The aortic valve controls the flow of oxygenated blood pumped out of the heart from the left ventricle into the aorta, the main artery leading to the rest of the body. If the valve is abnormally narrow (aortic stenosis), the heart must work harder for a sufficient amount of blood to be pumped with each beat. On the other hand, if the valve does not close properly, it may cause aortic regurgitation because some of the blood being pumped out into the aorta regurgitates, or leaks backward, into the left ventricle with each beat. In either case, the work of the ventricle increases. As a result, its muscular wall thickens (a condition known as hypertrophy) and the left ventricle may become larger (dilate). Aortic stenosis refers to the process of thickening and stiffening in the valve. The valve itself, however, may continue to function adequately for years, with nothing more than a heart murmur heard by the physician on examination with a stethoscope. The murmur is caused by turbulence of blood passing through the valve. In aortic stenosis, the aortic valve becomes narrowed and blocked by hard, calcified deposits, or in some people, from rheumatic fever years earlier. This condition is present in about 4 percent of all elderly people. Severe aortic valve stenosis can cause fainting (because of impaired blood flow to the brain across the narrowed valve); heart failure and shortness of breath (when the heart's muscle becomes unable to pump blood in a forward direction through narrow opening); and chest pain (because of increased work and a lack of sufficient oxygen reaching heart muscles). Aortic regurgitation is usually asymptomatic until middle age. Patients may present with heart failure or chest pain. Some causes of aortic regurgitation include congenitally bicuspid (only two cusps instead of three) valves, infective endocarditis, and high blood pressure.
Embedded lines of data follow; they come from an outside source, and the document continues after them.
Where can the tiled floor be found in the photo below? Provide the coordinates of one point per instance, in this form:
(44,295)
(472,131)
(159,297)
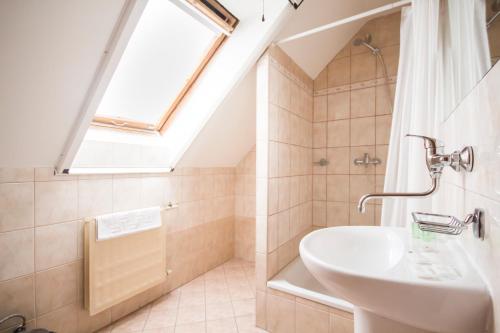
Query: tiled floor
(220,301)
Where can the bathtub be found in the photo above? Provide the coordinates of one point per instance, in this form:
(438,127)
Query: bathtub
(295,279)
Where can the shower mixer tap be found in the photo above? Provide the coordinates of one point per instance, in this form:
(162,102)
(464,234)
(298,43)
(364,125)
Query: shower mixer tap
(458,160)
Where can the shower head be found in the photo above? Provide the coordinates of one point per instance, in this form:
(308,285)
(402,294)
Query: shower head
(366,43)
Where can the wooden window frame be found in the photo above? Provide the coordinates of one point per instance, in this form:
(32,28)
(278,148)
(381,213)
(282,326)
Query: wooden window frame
(228,25)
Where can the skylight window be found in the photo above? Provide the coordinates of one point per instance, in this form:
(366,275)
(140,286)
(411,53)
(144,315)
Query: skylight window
(169,48)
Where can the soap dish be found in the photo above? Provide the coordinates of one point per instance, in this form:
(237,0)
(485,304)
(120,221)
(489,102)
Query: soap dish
(447,224)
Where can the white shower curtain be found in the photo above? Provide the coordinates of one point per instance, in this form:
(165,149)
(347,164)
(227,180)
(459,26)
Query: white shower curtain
(443,54)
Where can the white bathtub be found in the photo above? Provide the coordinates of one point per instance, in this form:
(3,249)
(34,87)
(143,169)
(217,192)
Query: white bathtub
(295,279)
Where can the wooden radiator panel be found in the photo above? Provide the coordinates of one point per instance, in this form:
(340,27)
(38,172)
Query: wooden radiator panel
(120,268)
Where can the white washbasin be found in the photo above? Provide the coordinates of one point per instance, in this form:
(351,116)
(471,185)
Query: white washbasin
(431,288)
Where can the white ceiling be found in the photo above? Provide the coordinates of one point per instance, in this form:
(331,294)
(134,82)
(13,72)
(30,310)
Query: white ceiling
(51,50)
(230,132)
(314,52)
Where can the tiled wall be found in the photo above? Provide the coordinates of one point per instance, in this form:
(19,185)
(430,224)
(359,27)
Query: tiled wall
(352,116)
(41,236)
(493,33)
(476,122)
(284,168)
(244,208)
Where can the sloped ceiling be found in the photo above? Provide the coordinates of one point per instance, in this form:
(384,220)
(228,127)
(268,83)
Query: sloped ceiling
(314,52)
(49,52)
(230,132)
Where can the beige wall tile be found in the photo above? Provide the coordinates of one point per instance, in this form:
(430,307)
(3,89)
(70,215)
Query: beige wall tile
(339,161)
(361,185)
(337,214)
(283,160)
(280,314)
(17,296)
(391,60)
(95,197)
(295,190)
(319,135)
(308,319)
(272,233)
(16,206)
(283,227)
(384,98)
(283,125)
(319,213)
(321,82)
(339,105)
(273,159)
(381,152)
(383,129)
(273,122)
(55,245)
(273,195)
(319,187)
(338,188)
(359,152)
(387,30)
(283,193)
(318,154)
(55,201)
(16,248)
(338,133)
(16,175)
(49,298)
(363,102)
(362,131)
(363,67)
(339,72)
(357,218)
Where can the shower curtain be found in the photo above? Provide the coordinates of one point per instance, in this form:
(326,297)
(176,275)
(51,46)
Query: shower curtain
(444,52)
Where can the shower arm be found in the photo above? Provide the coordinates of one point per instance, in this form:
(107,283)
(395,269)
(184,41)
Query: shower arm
(458,160)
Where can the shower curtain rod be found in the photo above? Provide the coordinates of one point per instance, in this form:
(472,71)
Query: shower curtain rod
(356,17)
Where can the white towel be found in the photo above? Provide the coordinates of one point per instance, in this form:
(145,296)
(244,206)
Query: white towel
(129,222)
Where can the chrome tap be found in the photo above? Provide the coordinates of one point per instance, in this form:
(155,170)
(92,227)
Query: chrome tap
(435,161)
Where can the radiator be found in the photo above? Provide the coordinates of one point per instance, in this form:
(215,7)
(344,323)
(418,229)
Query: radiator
(120,268)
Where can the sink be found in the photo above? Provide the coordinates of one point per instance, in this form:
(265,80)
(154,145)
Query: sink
(398,285)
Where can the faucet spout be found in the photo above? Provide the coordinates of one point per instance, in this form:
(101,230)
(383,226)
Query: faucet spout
(367,197)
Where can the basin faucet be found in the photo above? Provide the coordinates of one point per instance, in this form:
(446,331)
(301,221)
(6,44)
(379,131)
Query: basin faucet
(435,161)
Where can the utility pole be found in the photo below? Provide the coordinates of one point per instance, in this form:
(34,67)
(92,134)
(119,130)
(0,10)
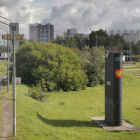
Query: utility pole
(7,58)
(14,76)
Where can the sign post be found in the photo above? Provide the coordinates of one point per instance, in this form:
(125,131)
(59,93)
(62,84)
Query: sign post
(113,87)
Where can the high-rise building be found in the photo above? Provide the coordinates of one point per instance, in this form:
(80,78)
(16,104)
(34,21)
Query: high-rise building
(72,31)
(128,35)
(44,33)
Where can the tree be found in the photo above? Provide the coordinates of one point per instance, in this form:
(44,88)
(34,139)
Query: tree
(93,65)
(23,41)
(52,65)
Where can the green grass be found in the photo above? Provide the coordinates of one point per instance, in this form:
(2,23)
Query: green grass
(2,95)
(132,66)
(65,115)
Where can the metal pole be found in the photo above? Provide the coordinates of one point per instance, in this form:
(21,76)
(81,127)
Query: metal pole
(14,85)
(130,51)
(7,64)
(96,40)
(4,49)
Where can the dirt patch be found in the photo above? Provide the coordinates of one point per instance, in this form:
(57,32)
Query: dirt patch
(6,128)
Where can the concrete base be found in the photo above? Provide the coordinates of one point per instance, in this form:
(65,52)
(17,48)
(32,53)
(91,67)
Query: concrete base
(105,125)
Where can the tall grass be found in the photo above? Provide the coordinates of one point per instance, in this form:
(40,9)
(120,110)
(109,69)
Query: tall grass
(65,115)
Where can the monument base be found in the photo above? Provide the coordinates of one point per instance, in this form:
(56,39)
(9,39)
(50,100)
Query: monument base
(105,125)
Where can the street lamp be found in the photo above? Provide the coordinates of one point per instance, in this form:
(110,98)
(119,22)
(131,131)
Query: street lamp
(96,37)
(7,60)
(14,76)
(130,45)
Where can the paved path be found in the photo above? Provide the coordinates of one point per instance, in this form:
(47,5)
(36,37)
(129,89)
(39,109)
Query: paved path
(6,128)
(132,69)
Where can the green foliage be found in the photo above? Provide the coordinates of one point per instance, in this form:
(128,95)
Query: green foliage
(37,92)
(71,42)
(66,116)
(23,41)
(93,65)
(53,65)
(2,49)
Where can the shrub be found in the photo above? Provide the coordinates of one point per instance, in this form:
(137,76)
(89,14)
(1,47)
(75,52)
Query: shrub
(52,65)
(37,92)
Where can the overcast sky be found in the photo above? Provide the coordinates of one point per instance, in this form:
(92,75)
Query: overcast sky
(80,14)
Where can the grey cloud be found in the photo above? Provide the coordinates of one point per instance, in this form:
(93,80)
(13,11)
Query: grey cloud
(8,2)
(23,16)
(127,0)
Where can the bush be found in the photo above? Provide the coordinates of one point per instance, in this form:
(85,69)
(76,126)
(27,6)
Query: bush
(93,66)
(37,92)
(52,65)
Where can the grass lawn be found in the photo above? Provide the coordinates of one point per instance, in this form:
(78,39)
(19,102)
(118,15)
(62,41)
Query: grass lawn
(65,115)
(132,66)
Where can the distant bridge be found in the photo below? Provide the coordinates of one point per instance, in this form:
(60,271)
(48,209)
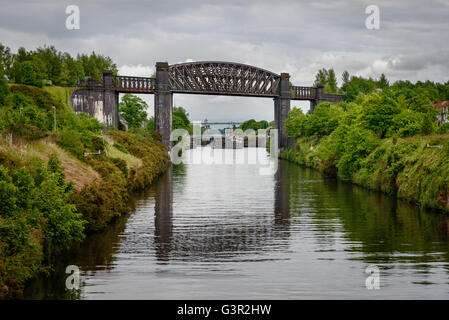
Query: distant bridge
(206,77)
(207,123)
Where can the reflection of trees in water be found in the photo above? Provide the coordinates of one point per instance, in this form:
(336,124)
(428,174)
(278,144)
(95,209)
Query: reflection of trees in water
(384,228)
(224,237)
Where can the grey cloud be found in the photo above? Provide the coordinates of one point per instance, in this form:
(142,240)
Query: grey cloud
(299,37)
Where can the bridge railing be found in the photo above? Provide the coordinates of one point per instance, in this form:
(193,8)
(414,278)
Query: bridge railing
(303,93)
(133,84)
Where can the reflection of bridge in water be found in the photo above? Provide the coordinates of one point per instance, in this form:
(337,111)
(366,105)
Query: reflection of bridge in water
(211,240)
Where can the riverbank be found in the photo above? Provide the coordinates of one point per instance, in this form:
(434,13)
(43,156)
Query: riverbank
(58,186)
(413,168)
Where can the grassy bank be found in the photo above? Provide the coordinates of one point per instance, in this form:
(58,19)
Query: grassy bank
(413,168)
(54,186)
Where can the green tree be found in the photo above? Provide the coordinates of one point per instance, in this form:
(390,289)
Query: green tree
(28,74)
(383,82)
(378,113)
(132,109)
(4,90)
(345,77)
(5,61)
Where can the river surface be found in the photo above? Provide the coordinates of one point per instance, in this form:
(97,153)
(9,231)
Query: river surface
(224,231)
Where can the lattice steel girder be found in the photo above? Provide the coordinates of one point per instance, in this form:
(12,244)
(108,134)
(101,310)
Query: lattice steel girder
(210,77)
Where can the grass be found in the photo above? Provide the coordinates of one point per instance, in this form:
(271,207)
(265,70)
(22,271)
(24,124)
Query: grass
(61,94)
(74,170)
(113,152)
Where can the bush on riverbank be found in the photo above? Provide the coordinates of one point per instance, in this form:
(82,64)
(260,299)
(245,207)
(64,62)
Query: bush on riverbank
(379,141)
(42,211)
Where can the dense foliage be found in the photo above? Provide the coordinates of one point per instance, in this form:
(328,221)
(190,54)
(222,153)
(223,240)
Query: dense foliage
(41,211)
(47,65)
(386,138)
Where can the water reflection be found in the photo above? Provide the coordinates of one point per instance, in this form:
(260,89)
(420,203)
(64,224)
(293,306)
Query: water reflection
(224,231)
(163,216)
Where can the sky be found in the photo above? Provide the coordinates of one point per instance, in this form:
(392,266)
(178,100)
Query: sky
(298,37)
An aortic valve disorder usually does not cause any symptoms in its early stages. As the problem progresses, it may produce shortness of breath, angina (chest pain), light-headedness, dizziness, and even fainting, especially upon exertion. Many elderly people with aortic stenosis remain free of symptoms. Most cases of aortic valve disease can be diagnosed by a physical examination, during which a characteristic heart murmur may be detected. A chest X-ray, an electrocardiogram (EKG, to determine whether the heart is enlarged), and an echocardiogram (ultrasound study of heart muscle and valves) also may be done. If enough physical symptoms are present, cardiac catheterization may be necessary to better evaluate the valve and heart function.
A mild valve abnormality needs no treatment. The symptoms of heart failure (breathlessness and ankle swelling) need medication called diuretics. These get rid of the excess fluid that the kidneys retain and you pass more urine. If this treatment is not enough or if the valve defect (particularly stenosis) poses any threat, valve replacement surgery must be considered. Regular check-ups are important to make sure that the valve defect and its effect on the heart's pumping does not become dangerous. If you get breathless, you should seek advice. Treatment may need to be started or increased. If you have aortic stenosis (narrowing), a blackout or dizziness may mean some deterioration has occurred. You should then see your doctor as soon as possible. If germs get into the bloodstream there is a risk of getting infection on an abnormal aortic valve. This is called infective endocarditis. Germs get into the blood through the gums after dental treatment or with other operations or investigations which use instruments passed inside the body. Prevention, by taking antibiotics, is better than cure. They are given, usually by mouth, an hour before dentistry or an operation. You should carry a card with all the details. Show it to any doctor or dentist treating you.
Aortic stenosis may eventually cause blackouts or even sudden death. Regular check-up is essential to ensure that it does not get worse. If the condition is severe it is extremely important to have a new valve inserted. For aortic regurgitation, regular checks are also important to make sure that the heart is not strained. This may happen even with mild symptoms. If valve surgery is left too late, it may then be too late to make any difference to your symptoms or outlook.